La pregunta es obvia: Si la producción alimentaria es suficiente para alimentar a toda la población mundial ¿Por qué persiste el hambre? Si el problema no es la falta de disponibilidad ni la producción ¿Cuál es entonces? Parte de la respuesta está en cómo son producidos los alimentos y cómo son utilizados. Por ejemplo, no todo el grano cultivado es para consumo humano; una buena parte sirve para producir proteínas animales. Algunas interrogantes a partir de algunos ejemplos. ¿Por qué, en Ecuador, el maíz es su segundo producto más importado y el tercero más exportado (faostat, 2010)? ¿Por qué Monsanto no suprime, en sus contratos con los agricultores, la cláusula que les impide reservar simiente para el futuro, en lugar de obligarles a adquirir las semillas patentadas cada año? ¿Por qué Walmart obliga a “sus” agricultores a destruir las zanahorias que no cumplen con las medidas estandarizadas impuestas en los contratos (Stuart, 2011)? Muchas más interrogantes son posibles.

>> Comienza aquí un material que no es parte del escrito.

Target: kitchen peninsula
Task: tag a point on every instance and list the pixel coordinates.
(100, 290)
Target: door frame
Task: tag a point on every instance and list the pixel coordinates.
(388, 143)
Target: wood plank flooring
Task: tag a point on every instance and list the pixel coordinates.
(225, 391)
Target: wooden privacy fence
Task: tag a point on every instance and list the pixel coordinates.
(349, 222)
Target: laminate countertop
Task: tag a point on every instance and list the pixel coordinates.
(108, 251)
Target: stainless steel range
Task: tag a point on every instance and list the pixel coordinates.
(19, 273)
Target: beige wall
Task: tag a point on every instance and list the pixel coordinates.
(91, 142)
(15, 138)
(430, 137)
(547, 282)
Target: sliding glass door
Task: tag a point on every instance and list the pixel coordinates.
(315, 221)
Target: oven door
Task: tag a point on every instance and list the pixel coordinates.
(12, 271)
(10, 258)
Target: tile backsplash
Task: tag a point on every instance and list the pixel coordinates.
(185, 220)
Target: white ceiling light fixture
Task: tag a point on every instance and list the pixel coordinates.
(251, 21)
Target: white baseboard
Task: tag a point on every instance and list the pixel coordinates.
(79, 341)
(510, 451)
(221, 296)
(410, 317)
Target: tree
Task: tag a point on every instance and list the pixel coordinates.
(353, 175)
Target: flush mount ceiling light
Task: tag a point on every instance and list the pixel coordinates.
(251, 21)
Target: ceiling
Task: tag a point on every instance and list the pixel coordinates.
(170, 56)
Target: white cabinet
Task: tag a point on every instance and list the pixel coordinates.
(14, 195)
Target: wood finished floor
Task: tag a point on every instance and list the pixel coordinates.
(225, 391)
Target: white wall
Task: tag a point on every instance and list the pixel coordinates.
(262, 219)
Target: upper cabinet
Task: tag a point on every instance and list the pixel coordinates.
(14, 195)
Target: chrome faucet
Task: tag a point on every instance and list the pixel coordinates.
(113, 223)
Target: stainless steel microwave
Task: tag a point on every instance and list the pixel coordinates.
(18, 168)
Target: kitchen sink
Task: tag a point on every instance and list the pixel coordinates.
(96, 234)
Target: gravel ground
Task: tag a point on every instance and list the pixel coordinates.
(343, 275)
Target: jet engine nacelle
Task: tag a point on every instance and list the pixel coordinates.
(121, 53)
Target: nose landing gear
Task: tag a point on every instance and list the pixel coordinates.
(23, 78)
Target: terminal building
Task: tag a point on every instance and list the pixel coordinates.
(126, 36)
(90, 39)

Una de las cuestiones más críticas en este contexto es la importancia cuantitativa y cualitativa del despilfafarro. El despilfarro es una de las dimensiones incoherentes e inaceptables de nuestro sistema alimentario. En eu, la mitad de la comida se desecha. En gb, se generan cada año 20 millones de toneladas de residuos alimentarios y se tira suficiente grano para aliviar el hambre de más de 30 millones de personas. En Japón, el despilfarro alimentario cuesta anualmente 11 trillones de yenes. Minoristas, servicios de restauración y hogares de eu desechan aproximadamente un tercio de todos los alimentos compuestos principalmente por cereales (Stuart, 2011:113). En la ue, la media de desperdicio es de 179 kilos de comida por persona al año. En los hogares españoles, se tiraron a la basura 1 339 millones de kilos/litros de comida y bebida en 2018. La mayoría de la comida se tira sin haber sido cocinada. Un 84.2% de los productos que acaban en la basura va directamente de la nevera al cubo, sobre todo frutas, hortalizas y lácteos. El otro 15.8% acaba en el vertedero después de cocinado (Agudo y Delle Femmine, 2019). El tema del despilfarro no es trivial en absoluto. La producción de alimentos es suficiente para alimentar a toda la población mundial.
Las carencias no son el resultado de una escasez alimentaria sino de la desigualdad en la distribución de los recursos. La desnutrición, la malnutrición y las enfermedades que surgen como consecuencia de ello podrían evitarse si las políticas públicas fueran eficaces y si la distribución de la renta y los recursos fuera más igualitaria. Stuart (2011) llama la atención en el imperativo social de hallar una solución para el desperdicio alimentario:
[…] al comprar más comida de la que vamos a consumir, el mundo industrializado devora el suelo y recursos que se podrían utilizar para alimentar a los más necesitados. Hay casi mil millones de personas mal nutridas en el mundo, pero sería posible alimentarlas con sólo una fracción de la comida que se desperdicia actualmente en los países ricos.
De acuerdo con Gascón y Montagut (2014), el despilfarro alimentario constituye una “incongruencia sangrante” y uno de los mayores dilemas éticos con los que se enfrenta la humanidad. Además, los análisis sobre causas y efectos del desperdicio alimentario suelen ser reduccionistas porque tienden a centrarse en aspectos concretos del fenómeno, sin valorar su complejidad y globalidad pues se centran en las últimas fases de la cadena alimentaria (distribución y consumo) como responsables del problema, restando importancia al ingente desperdicio que tiene lugar en la fase de la producción.